Près de là se trouvent le Parador National de Tourisme et une autre formation intéressante, Los Azulejos, qui attire l´attention de par sa couleur verdâtre, qui est due aux hydrates de fer. La dernière éruption, en date historique, au sein du Parc national actuel eut lieu sur les flancs du Pico Viejo ou Chahorra, en 1798, et elle dura trois mois. Ce fut l´éruption la plus longue de toutes celles qui se sont produites à Tenerife durant l´époque historique. La lave qui s´échappait à travers une fissure éruptive de près d´un kilomètre de long recouvrit alors une superficie de près de 5 km carrés, et faillit déborder par-dessus la paroi de Las Cañadas à Boca de Tauce, l´un des points les moins élevés de l´amphithéâtre.
Las Cañadas
Entre la base du stratovolcan et le pied de l´amphithéâtre, il y a un vaste champ de laves et de rochers pyroclastiques récents, en provenance non pas seulement du Teide - Pico Viejo, mais également d´autres centres d´émission existant dans la zone. Cet ensemble se voit complété par les champs ou plaines endoréiques qui s´étendent le long de la base de la paroi. Ces enclaves revêtirent jadis une grande importance, car elles facilitaient le passage du bétail au milieu de cette véritable mer de laves, raison pour laquelle on les appela cañadas, c´est-à-dire chemins de passage,, nom qu´elles portent encore aujourd´hui. Ainsi donc, de nos jours, toute la zone de haute montagne de l´île est connue génériquement comme Las Cañadas del Teide.
Au sein de cette grande entaille naturelle ou amphithéâtre, on peut découvrir la structure interne du vieil édifice volcanique (Edifice Cañadas), formé par un empilement de diverses couches qui constituent comme le registre d´une histoire éruptive de plus de 3 millions d´années. Le Cirque de Las Cañadas est l´une des plus grandes caldeiras du monde entier. Il a une forme elliptique, dont l´axe le plus long mesure 16 km et le plus court 10 km, et un périmètre de 45 km. La partie de ce dernier encore visible à l´heure actuelle a environ 23 km. Dans ce sens, il faut préciser que la paroi nord fut ensevelie par des éruptions postérieures, quelques-unes d´entre elles ayant donné lieu à la formation du Teide, dont les laves arrivent jusqu´à la base de l´escarpement, tel que l´on peut l´observer sur l´image.
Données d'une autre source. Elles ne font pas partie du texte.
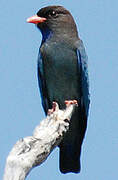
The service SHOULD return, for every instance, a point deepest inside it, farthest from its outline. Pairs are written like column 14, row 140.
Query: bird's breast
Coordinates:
column 61, row 73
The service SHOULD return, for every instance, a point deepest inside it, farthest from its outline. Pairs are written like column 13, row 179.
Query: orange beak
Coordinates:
column 36, row 19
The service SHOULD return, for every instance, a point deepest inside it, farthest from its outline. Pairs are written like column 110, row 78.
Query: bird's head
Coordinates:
column 54, row 20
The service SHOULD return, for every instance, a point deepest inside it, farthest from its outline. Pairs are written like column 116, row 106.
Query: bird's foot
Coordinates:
column 54, row 107
column 69, row 102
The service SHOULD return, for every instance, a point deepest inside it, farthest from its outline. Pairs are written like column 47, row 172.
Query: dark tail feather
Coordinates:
column 69, row 161
column 70, row 147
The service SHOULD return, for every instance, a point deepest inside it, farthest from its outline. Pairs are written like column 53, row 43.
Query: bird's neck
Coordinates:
column 57, row 36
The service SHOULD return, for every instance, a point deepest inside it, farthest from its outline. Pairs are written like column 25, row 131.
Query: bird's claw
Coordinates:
column 54, row 108
column 69, row 102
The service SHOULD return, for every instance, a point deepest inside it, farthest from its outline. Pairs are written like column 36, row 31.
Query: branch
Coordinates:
column 31, row 151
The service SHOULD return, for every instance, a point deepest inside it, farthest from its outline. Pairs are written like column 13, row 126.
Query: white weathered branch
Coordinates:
column 33, row 150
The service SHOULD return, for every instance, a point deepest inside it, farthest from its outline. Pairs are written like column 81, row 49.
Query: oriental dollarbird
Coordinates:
column 63, row 75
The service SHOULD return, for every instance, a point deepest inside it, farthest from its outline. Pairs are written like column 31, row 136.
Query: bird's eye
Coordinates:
column 52, row 13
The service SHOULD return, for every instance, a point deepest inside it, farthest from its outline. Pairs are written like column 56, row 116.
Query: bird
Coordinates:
column 63, row 75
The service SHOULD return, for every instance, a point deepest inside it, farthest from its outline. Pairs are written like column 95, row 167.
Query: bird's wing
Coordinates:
column 83, row 67
column 42, row 85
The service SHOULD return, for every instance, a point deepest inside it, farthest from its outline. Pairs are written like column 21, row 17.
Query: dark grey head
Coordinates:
column 56, row 20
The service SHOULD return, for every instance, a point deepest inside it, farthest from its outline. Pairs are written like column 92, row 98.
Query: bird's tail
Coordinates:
column 70, row 147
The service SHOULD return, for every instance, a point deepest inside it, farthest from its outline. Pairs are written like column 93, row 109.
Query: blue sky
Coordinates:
column 20, row 105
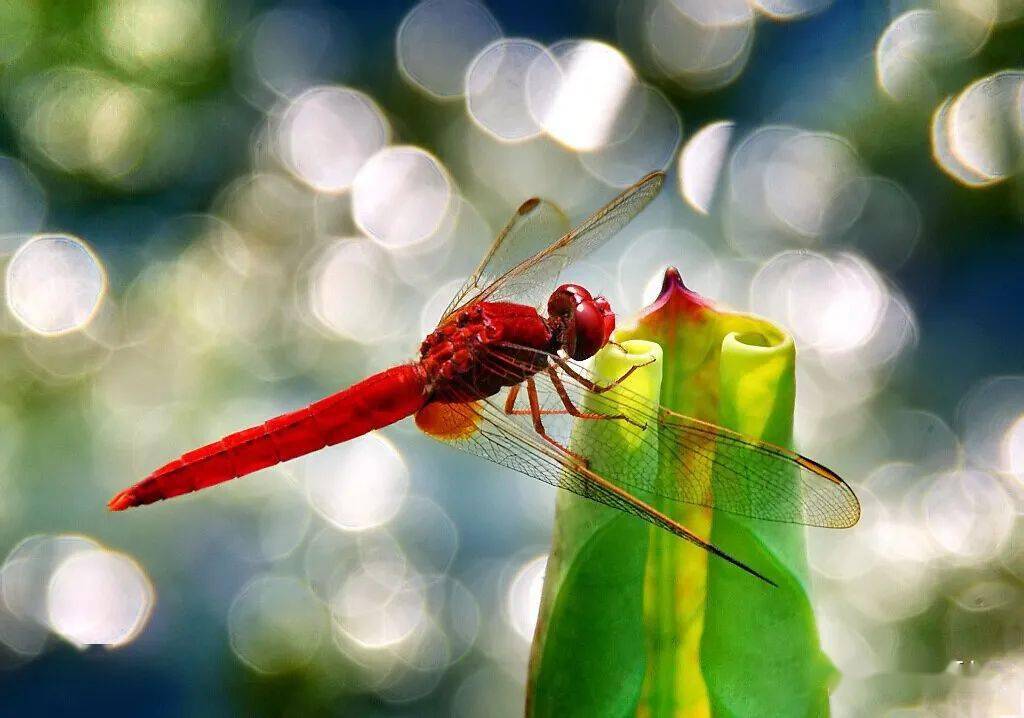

Les laves émises par les diverses éruptions ont colmaté de vastes parties de l´ancienne caldeira de matériaux volcaniques de tout genre, phénomène qui est à l´origine de ce paysage spectaculaire à aspect chaotique. En effet, on peut apercevoir des volcans à forme arrondie, qui offrent des tons jaunâtres et blanchâtres, dus à l´accumulation de pierre ponce, comme c´est le cas pour Montaña Blanca, ou alors des cônes formés de cendres et de sables volcaniques, dont la couleur est plutôt foncée et va du rougeâtre au noir, suite aux divers procédés d´oxydation qui s´y sont opérés au fil du temps, et à structure quasiment parfaite, comme, par exemple, à Montaña Mostaza.
Les coulées de lave ont parfois formé des champs de scorie, appelés ici malpaíses, d´autres sont descendues le long des versants ou apparaissent sur des volcans plus anciens sous la forme de langue, d´autres encore se sont désintégrées en blocs d´une taille considérable, comme c´est le cas dans la Vallée de Las Piedras Arrancadas (des Pierres arrachées), près de Montaña Rajada, où l´on trouve énormément d´obsidienne, un verre volcanique éclatant, de couleur noirâtre. L´obsidienne constituait jadis la principale matière première de l´industrie lithique des Guanches (premiers habitants des îles), qui l´utilisaient pour élaborer des outils tranchants qu´ils appelaient "tabonas".